O diretor do Departamento de Atenção Básica da SAS, Heider Pinto, ressaltou a cobertura da Saúde da Família, que conta com 240 mil agentes comunitários de saúde em 32 mil equipes que estão em 97% dos municípios brasileiros. Heider também destacou alguns gargalos da gestão do trabalho em saúde: precarização e não garantia dos direitos trabalhistas e previdenciários; dificuldade para prover e fixar profissionais, sobretudo médicos; alta rotatividade e existência de um mercado predatório entre os municípios que disputam profissionais entre si. “A ESF vem mostrando ser efetiva também nas metrópoles, nos municípios com mais de 100 mil habitantes, ao contrário de argumentos que diziam que a Saúde da Família só daria certo em pequenas cidades”, ponderou, acrescentando: “Nesse sentido, é importante não só formar médicos generalistas e enfermeiros, mas também técnicos em enfermagem, em saúde bucal e agentes comunitários de saúde para compor as equipes”. Para ele, no entanto, ainda é preciso construir uma maior articulação para superar a dicotomia entre a Unidade Básica de Saúde e a rede de urgências. “Não podemos pensar na unidade como um lugar da prevenção e promoção e a rede de urgência como o lugar que socorre o usuário quando ele precisa de verdade”.
Para Beatriz Dobashi, presidenta do Conselho Nacional de Secretários de Saúde (Conass), a articulação que permite aos profissionais da saúde uma visão mais completa e efetiva da rede pode até ser enfrentada pela educação permanente, desde que ela supere sua fragilidade. “Nós não conseguimos alterar o processo de trabalho efetivamente com as políticas de educação permanente. Ainda temos feito muitos treinamentos que são segmentados, que olham uma parte da atenção, uma parte da atuação de um profissional específico. A gente tem tido dificuldade de enxergar a equipe em um trabalho conjunto. Isso leva a um ônus operacional e financeiro para os gestores e não muda processo de trabalho”.

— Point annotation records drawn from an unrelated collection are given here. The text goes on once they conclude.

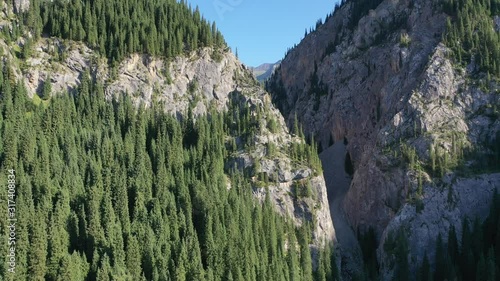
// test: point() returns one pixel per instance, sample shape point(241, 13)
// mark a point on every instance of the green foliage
point(471, 35)
point(108, 192)
point(475, 258)
point(117, 28)
point(272, 125)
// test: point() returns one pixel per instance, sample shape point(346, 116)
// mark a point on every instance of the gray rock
point(470, 198)
point(21, 6)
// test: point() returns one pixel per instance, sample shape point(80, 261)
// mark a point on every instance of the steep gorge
point(382, 78)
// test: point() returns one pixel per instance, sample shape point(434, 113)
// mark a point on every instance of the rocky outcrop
point(385, 85)
point(21, 6)
point(197, 82)
point(458, 199)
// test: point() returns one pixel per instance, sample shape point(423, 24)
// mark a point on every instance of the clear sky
point(263, 30)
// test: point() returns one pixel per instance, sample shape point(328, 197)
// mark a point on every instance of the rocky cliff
point(206, 79)
point(384, 84)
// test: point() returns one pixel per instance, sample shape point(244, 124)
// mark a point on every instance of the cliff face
point(386, 86)
point(200, 82)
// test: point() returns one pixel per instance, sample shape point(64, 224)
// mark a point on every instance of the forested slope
point(106, 192)
point(112, 184)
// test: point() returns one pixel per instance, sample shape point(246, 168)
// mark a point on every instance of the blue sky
point(262, 30)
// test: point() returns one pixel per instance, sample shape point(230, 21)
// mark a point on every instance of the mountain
point(135, 146)
point(264, 71)
point(400, 84)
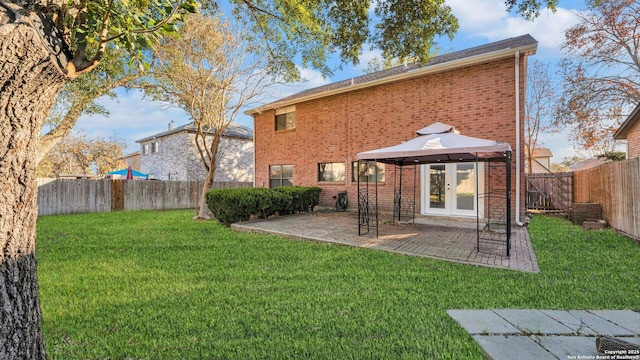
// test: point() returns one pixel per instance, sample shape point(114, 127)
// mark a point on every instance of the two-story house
point(312, 138)
point(173, 155)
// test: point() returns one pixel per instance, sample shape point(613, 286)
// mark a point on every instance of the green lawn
point(158, 285)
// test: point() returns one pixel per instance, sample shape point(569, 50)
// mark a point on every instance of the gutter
point(518, 186)
point(471, 60)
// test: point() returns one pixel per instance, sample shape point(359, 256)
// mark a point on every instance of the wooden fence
point(549, 192)
point(616, 187)
point(83, 196)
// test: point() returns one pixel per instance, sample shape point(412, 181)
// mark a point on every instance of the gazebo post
point(477, 207)
point(400, 194)
point(376, 172)
point(508, 168)
point(358, 191)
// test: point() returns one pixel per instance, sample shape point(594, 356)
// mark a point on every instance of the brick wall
point(478, 100)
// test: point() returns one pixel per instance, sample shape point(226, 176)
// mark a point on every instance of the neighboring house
point(173, 155)
point(541, 163)
point(133, 160)
point(588, 164)
point(312, 138)
point(630, 131)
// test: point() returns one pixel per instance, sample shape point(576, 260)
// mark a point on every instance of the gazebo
point(440, 143)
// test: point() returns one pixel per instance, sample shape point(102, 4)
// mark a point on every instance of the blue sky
point(481, 22)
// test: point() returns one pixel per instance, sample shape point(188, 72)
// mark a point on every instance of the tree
point(44, 44)
point(211, 72)
point(539, 108)
point(313, 31)
point(601, 73)
point(78, 96)
point(78, 154)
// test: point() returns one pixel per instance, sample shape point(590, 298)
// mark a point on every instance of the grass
point(157, 285)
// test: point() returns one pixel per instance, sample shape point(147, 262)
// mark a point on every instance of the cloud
point(131, 118)
point(489, 19)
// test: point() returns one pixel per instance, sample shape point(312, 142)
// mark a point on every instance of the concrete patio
point(529, 334)
point(442, 239)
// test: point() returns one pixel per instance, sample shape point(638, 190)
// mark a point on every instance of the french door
point(450, 189)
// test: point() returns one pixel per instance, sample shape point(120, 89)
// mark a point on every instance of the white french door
point(450, 189)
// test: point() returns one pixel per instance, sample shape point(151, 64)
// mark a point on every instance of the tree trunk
point(30, 79)
point(203, 212)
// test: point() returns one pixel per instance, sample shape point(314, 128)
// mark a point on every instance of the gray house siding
point(177, 158)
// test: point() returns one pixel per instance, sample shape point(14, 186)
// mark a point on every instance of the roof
point(123, 172)
point(496, 50)
point(439, 143)
point(234, 130)
point(542, 152)
point(588, 164)
point(628, 124)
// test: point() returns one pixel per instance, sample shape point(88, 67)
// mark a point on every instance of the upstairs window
point(286, 118)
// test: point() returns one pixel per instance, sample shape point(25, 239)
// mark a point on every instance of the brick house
point(173, 155)
point(312, 138)
point(630, 131)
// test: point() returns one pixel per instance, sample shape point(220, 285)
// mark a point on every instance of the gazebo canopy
point(439, 143)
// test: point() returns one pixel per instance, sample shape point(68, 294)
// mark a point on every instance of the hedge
point(234, 205)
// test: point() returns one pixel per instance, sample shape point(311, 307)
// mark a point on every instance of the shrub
point(302, 199)
point(234, 205)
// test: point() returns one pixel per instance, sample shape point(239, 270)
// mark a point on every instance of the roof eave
point(529, 49)
point(628, 124)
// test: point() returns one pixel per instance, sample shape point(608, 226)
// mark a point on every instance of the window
point(286, 118)
point(331, 172)
point(368, 171)
point(280, 175)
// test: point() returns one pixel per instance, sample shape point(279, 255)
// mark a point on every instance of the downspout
point(518, 186)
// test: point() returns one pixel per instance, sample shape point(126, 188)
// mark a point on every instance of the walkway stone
point(548, 334)
point(448, 240)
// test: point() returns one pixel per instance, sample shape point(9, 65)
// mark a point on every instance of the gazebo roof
point(439, 143)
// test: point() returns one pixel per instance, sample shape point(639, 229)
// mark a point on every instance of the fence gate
point(550, 192)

O fator financeiro também foi apontado pela presidenta do Conass como um entrave. “Temos a Lei de Responsabilidade Fiscal e quando a gente está falando de saúde, temos uma organização social que só se faz pelo trabalho de pessoas: são pessoas cuidando de pessoas. Não dá para trabalhar com esse tipo de limite que penaliza quem tem menor receita e fica com piores possibilidades de fixar os profissionais”.
O presidente do Conselho Nacional de Secretarias Municipais de Saúde (Conasems), Antônio Nardi, anunciou que os grandes eixos trabalhados pela diretoria do órgão, levando em conta as dificuldades do gestor municipal de saúde, são a fixação de profissionais, em especial, médicos; os prejuízos na prestação dos serviços de saúde à população dessas áreas fragilizadas; e a necessidade de debate e busca de saídas solidárias e cooperativas entre as três esferas. Ele ressaltou que a solução exige estratégias múltiplas e combinadas, tais como gestão da educação e do trabalho, regulação e incentivos financeiros.
Segundo dia
No segundo dia do seminário, a primeira mesa foi dedicada às ‘Iniciativas Educacionais Relacionadas ao Provimento e à Fixação de Profissionais no SUS’. Os principais temas debatidos foram a graduação e a residência médica como fatores de fixação de profissionais da saúde. Os participantes – representando órgãos como Associação Nacional dos Dirigentes das Instituições Federais de Ensino Superior (Andifes) e Comissão Nacional de Residência Médica do Ministério da Educação – demonstraram preocupação sobre o tipo de médico que as instituições estão formando, em sua maioria, sem comprometimento com o SUS.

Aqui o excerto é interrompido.